Di Centa: «Doping? Da ragazza mi allenavo tirando fuori patate dalla terra: non avrei mai accettato certe cose»

Al CorSera: «Quando il Cio discuteva di rendere olimpico il salto femminile dal trampolino obiettava: “Se cadono, picchiano il seno, siamo preoccupati”».

manuela di centa

Il Corriere della Sera intervista Manuela Di Centa, ex campionessa olimpica di sci di fondo. Dopo il ritiro ha iniziato una carriera dirigenziale nel Cio. È stata deputato della Camera dal 2006 al 2013.

«Nel 1982, quando vinsi l’argento ai Mondiali, era presto: la Fisi nemmeno si accorse di me. La federazione non era pronta all’equilibrio tra maschi e femmine. La svolta nel 1991: il Mondiale in Val di Fiemme segnò un salto culturale. Abbiamo cominciato a far paura alle potenze del fondo».

Ha dato fastidio chi mormorava che lei si dopava?

«Sì, certo. Ma ho alzato un argine. Mi immedesimo in Marcel Jacobs dopo quello che hanno detto su di lui a Tokyo: come rispondi a un attacco del genere? Andando avanti per la tua strada».

Nel Cio si è battuta per il passaporto biologico.
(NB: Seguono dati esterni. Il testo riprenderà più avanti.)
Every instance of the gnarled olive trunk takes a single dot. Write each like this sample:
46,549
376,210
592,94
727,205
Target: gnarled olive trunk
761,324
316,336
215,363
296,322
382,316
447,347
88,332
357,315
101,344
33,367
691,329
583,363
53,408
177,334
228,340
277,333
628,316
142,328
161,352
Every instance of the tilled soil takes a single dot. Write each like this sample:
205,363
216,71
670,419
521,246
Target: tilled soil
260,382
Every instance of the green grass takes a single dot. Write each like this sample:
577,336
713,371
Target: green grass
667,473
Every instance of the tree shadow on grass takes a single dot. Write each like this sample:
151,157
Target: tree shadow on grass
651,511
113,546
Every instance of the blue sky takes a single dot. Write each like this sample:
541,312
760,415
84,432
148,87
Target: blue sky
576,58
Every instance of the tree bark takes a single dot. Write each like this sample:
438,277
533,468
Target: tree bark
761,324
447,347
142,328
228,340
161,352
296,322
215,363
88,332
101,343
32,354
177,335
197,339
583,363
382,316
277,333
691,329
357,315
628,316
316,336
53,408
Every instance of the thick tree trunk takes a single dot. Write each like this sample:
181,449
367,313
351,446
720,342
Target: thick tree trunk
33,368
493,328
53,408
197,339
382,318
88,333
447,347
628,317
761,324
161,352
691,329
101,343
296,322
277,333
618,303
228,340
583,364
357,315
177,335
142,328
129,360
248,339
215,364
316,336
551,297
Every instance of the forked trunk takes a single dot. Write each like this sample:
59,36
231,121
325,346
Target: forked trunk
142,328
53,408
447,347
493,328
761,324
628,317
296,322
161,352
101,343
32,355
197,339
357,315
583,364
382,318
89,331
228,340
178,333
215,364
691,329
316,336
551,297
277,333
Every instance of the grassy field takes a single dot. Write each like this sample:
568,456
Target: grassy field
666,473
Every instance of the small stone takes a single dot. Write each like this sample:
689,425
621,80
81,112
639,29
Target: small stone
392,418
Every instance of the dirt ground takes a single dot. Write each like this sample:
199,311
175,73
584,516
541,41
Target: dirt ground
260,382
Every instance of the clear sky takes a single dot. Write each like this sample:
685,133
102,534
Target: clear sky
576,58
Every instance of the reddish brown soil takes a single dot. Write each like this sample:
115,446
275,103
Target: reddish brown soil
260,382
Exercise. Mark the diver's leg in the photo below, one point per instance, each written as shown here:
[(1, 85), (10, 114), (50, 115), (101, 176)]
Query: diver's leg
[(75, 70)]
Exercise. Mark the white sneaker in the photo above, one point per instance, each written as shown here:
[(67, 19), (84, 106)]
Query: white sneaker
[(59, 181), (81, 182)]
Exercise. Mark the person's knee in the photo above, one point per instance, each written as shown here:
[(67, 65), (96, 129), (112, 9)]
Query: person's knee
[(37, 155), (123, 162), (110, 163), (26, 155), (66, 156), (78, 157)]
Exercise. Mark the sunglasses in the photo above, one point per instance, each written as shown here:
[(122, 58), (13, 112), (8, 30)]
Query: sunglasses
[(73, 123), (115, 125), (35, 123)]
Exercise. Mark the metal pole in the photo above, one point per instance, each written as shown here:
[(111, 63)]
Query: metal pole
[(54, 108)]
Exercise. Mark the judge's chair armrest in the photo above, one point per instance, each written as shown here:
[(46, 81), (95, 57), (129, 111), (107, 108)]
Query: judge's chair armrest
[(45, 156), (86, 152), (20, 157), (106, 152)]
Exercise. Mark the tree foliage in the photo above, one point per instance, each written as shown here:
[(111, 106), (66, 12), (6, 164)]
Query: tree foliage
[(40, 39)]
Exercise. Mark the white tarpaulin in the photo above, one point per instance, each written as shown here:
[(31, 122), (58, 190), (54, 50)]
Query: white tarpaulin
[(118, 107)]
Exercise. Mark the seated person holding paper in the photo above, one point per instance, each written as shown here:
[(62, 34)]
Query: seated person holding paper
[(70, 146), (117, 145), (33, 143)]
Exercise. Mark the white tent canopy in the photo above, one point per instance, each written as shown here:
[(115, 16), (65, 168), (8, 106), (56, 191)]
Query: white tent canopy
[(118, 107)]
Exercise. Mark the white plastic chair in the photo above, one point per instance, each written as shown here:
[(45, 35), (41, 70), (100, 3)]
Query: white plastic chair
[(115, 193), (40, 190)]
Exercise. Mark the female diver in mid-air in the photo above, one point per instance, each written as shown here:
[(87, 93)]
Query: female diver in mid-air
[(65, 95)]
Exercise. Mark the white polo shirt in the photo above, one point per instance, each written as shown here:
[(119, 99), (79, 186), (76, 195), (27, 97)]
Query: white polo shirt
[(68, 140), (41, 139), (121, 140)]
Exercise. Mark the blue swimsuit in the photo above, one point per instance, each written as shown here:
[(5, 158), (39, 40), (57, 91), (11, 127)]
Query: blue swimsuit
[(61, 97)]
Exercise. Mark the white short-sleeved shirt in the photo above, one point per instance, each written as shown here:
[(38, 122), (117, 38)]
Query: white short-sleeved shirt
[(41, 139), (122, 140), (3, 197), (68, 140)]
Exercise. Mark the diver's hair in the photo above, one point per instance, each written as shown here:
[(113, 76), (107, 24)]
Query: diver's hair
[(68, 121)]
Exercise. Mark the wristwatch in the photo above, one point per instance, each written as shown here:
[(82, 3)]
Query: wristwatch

«Siamo stati io e il pattinatore norvegese Olav Koss a promuoverlo. Non avevamo afferrato che cosa dovesse essere, ma avevamo capito che avrebbe aiutato chi era malato e non lo sapeva. Pure io mi sono ritrovata inguaiata, quasi non lo si sa. Ho trascorso due mesi in ospedale a Pisa: avevo la tiroidite di Hashimoto, diagnosticata in Finlandia. Dissi al professor Pinchera: “Dopo aver conquistato un bronzo iridato in queste condizioni, se lei mi rimette a posto io vinco tutto”. Lo ringrazio ancora oggi».

Il professor Conconi era un mago o un apprendista stregone?

«Francesco mi ha aiutato ed è lui ad avermi mandato da Pinchera. Era discusso per l’emo-autotrasfusione? Anche quando era lecita, mi sono schierata contro. Da ragazza mi allenavo tirando fuori patate dalla terra: non avrei mai accettato certe cose».

Parla della sua esperienza al Cio.

«Sono stata la prima donna eletta come atleta. Un’esperienza privilegiata, dall’altra parte della barricata: nello sport ci sono problemi che quando sei atleta ignori».

Racconta un aneddoto:

«Quando si cercava di rendere olimpico il salto femminile dal trampolino, l’obiezione era: “Se cadono, picchiano il seno, zona sensibile: siamo preoccupati”. Io dissi: “Avete ragione: è la stessa cosa che penso quando immagino un maschio che cade e batte i testicoli”. Silenzio di tomba. Tempo dopo quella battaglia è stata vinta».